Pytorch/NumPy batched submatrix indexing

There's a single source (square) matrix L of shape (N, N)

import torch as pt
import numpy as np

N = 4
L = pt.arange(N*N).reshape(N, N)  # or np.arange(N*N).reshape(N, N)
L = tensor([[ 0,  1,  2,  3],
            [ 4,  5,  6,  7],
            [ 8,  9, 10, 11],
            [12, 13, 14, 15]])

and a matrix (vector of vectors) of boolean masks m of shape (K, N) according to which I'd like to extract submatrices from L.

K = 3
m = tensor([[ True,  True, False, False],
            [False,  True,  True, False],
            [False,  True, False,  True]])

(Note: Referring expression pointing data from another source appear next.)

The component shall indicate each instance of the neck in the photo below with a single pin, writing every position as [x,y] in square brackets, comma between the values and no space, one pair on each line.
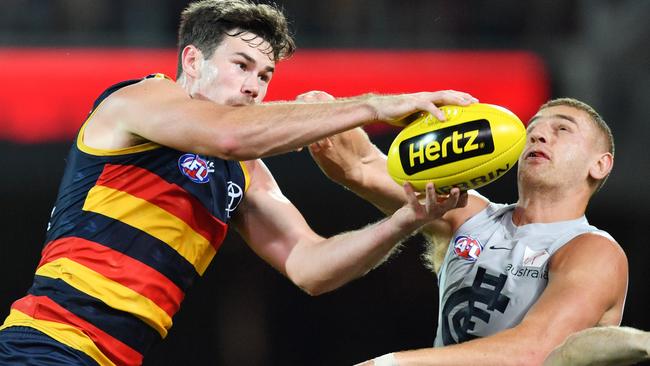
[549,206]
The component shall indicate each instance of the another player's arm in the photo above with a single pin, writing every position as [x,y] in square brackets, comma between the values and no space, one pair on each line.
[161,111]
[587,287]
[278,233]
[352,160]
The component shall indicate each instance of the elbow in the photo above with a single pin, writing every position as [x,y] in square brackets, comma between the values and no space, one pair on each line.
[529,354]
[529,357]
[312,287]
[312,284]
[236,148]
[230,148]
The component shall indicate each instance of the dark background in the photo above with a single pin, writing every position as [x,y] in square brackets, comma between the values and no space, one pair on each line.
[243,312]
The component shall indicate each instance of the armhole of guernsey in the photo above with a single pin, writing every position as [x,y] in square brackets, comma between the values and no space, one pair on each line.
[106,152]
[247,176]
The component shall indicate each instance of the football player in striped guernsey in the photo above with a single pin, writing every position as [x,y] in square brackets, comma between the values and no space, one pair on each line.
[161,169]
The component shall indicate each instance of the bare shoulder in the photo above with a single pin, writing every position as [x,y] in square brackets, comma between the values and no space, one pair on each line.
[591,248]
[475,204]
[110,125]
[598,265]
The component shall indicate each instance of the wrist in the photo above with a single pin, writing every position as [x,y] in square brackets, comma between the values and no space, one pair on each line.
[386,360]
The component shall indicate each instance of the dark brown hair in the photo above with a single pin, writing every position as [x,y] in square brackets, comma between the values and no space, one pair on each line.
[205,23]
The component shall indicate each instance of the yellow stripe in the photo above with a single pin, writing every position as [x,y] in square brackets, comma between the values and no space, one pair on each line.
[247,176]
[154,221]
[110,292]
[63,333]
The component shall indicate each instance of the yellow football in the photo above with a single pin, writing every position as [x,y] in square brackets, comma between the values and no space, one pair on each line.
[475,145]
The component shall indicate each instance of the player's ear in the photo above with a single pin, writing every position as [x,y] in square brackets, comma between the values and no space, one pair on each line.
[601,167]
[192,59]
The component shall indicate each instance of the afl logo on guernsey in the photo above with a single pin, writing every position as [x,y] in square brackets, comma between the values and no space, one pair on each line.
[195,168]
[467,248]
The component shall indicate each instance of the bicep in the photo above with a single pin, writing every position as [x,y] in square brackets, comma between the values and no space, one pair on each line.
[161,111]
[587,279]
[269,223]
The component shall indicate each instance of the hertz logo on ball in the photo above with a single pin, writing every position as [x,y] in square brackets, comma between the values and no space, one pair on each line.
[446,145]
[474,146]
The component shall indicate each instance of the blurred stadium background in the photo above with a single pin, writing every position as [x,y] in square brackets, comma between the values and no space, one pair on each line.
[56,56]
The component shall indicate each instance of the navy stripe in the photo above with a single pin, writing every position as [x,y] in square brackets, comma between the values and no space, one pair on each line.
[27,346]
[120,325]
[136,244]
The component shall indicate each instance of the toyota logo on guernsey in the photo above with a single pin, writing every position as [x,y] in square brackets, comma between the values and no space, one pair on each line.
[195,168]
[467,248]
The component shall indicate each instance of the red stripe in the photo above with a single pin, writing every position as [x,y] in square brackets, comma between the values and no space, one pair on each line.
[170,197]
[118,267]
[43,308]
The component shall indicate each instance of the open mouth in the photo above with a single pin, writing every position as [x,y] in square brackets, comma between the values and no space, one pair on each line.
[537,155]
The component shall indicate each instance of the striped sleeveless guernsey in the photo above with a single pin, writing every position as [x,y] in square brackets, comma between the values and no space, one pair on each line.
[130,232]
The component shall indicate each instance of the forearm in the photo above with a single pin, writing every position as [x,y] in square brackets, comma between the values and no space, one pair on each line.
[615,345]
[274,128]
[319,267]
[503,349]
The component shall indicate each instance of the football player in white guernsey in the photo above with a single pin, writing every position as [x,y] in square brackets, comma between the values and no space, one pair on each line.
[532,285]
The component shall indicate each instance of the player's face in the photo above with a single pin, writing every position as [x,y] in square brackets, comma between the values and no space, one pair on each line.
[562,145]
[238,72]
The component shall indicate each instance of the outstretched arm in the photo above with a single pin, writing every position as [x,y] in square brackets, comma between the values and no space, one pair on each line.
[161,111]
[278,233]
[605,346]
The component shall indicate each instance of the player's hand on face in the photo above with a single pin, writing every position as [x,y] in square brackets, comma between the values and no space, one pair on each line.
[428,206]
[395,109]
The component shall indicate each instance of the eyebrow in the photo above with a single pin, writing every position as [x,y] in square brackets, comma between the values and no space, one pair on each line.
[561,116]
[252,60]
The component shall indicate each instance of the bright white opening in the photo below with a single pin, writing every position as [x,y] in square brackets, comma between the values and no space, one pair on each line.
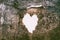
[30,22]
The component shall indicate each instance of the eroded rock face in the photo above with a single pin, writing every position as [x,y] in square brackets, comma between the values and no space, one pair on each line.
[47,23]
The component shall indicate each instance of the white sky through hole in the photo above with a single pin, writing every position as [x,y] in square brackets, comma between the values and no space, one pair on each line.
[30,22]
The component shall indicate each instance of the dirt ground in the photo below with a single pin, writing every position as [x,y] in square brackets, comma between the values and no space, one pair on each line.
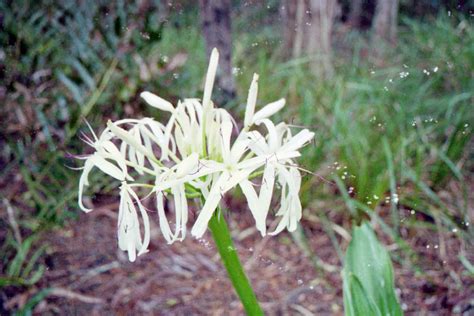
[90,276]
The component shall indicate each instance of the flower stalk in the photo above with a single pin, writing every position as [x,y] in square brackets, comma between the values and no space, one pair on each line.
[225,246]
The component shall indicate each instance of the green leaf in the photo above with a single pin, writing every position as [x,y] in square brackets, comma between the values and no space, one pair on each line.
[368,276]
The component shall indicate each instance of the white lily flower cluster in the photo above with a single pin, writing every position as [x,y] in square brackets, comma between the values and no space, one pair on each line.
[196,155]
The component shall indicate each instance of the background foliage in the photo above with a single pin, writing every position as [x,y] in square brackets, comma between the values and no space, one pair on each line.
[393,133]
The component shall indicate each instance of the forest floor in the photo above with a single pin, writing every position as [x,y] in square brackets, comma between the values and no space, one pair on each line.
[90,276]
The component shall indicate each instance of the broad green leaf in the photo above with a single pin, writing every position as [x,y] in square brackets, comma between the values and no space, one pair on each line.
[368,277]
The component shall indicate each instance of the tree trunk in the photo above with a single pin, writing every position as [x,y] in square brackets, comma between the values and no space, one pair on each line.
[216,28]
[307,30]
[355,15]
[385,21]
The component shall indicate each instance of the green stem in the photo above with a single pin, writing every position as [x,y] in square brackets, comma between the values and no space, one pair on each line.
[223,240]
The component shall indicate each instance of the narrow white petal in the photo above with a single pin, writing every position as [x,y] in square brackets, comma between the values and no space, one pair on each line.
[157,102]
[251,101]
[187,166]
[239,147]
[226,131]
[254,206]
[107,167]
[164,225]
[297,141]
[268,110]
[272,135]
[83,182]
[130,140]
[257,143]
[146,223]
[266,190]
[211,74]
[212,201]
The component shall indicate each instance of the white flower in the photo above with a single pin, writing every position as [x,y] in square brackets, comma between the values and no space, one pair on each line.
[196,155]
[129,236]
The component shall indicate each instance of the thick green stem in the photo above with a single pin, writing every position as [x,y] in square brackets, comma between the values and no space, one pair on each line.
[223,240]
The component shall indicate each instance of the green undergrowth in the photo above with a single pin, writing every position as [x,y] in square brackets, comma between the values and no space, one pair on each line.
[391,131]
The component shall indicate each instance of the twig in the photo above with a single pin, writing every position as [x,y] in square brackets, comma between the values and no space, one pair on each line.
[62,292]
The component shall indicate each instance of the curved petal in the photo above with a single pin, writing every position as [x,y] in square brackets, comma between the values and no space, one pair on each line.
[212,201]
[83,182]
[268,110]
[251,101]
[157,102]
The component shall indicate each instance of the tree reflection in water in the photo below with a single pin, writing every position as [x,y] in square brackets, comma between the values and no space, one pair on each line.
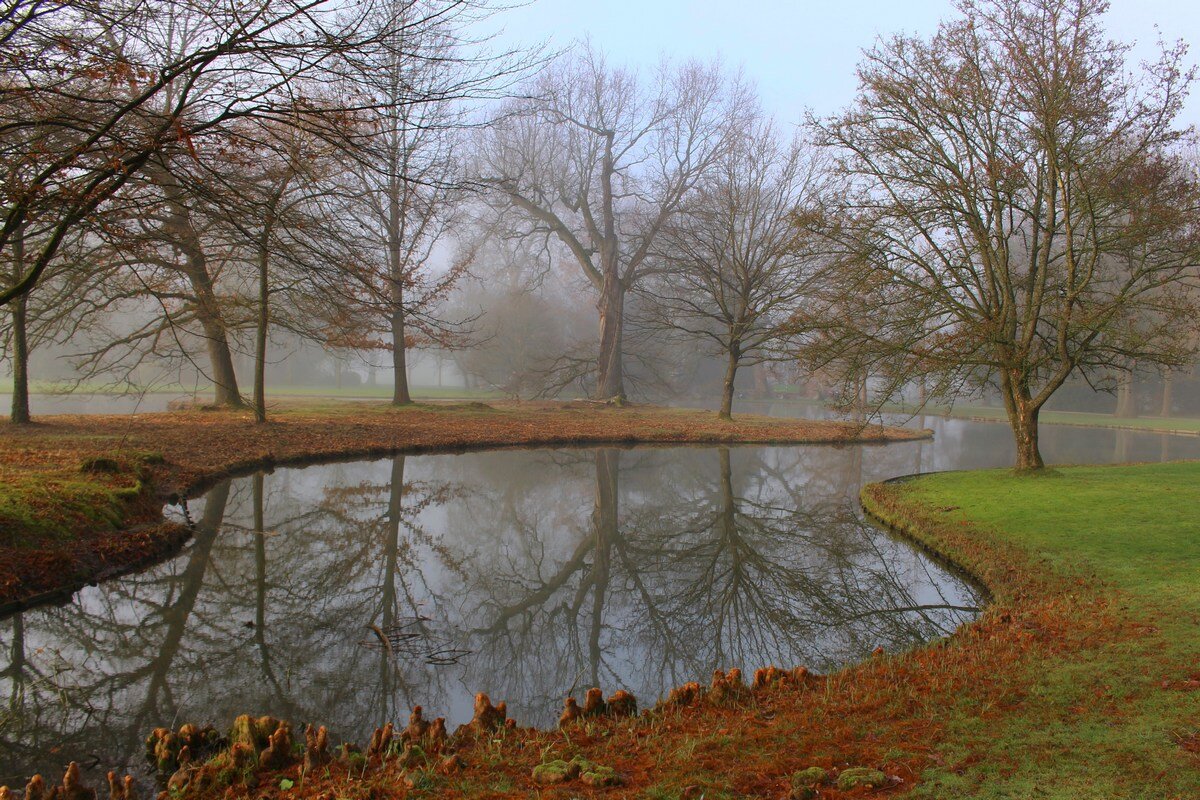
[347,594]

I know how to extract a single submatrix using a single mask vector by calling L[m[i]][:, m[i]] for any i. So, for example, for i=0, we'd get

tensor([[ 0,  1],
        [ 4,  5]])

but I need to perform the operation along the entire "batch" dimension. The end result I'm looking for then could be achieved by

res = []
for i in range(K):
    res.append(L[m[i]][:, m[i]])
output = pt.stack(res)

however, I hope there is a better solution excluding the for loop. I realize that the for loop solution itself would crash if the sum of m along the last dimension (dim/axis=1) wasn't constant, but if I can guarantee that it is, is there a better solution? If there isn't, would changing the selector representation help? I chose boolean masks for convenience, but I prefer better performance.

Solution

Notice that you can get the first square by indexing together with broadcasting:

r = torch.tensor([0,1])
L[r[:,None], r]

output:

tensor([[0, 1],
        [4, 5]])

The same principle can be applied to the second square:

r = torch.tensor([1,2])
L[r[:,None], r]

output:

tensor([[ 5,  6],
        [ 9, 10]])

In combination you get:

i = torch.tensor([[0, 1], [1, 2]])
L[i[:,:,None], i[:,None]]

output:

tensor([[[ 0,  4],
         [ 1,  5]],

        [[ 5,  9],
         [ 6, 10]]])

All 3 squares:

i = torch.tensor([
    [0, 1],
    [1, 2],
    [1, 3],
])
L[i[:,:,None], i[:,None]]

output:

tensor([[[ 0,  1],
         [ 4,  5]],

        [[ 5,  6],
         [ 9, 10]],

        [[ 5,  7],
         [13, 15]]])

to summarize, I would suggest using indices instead of a mask.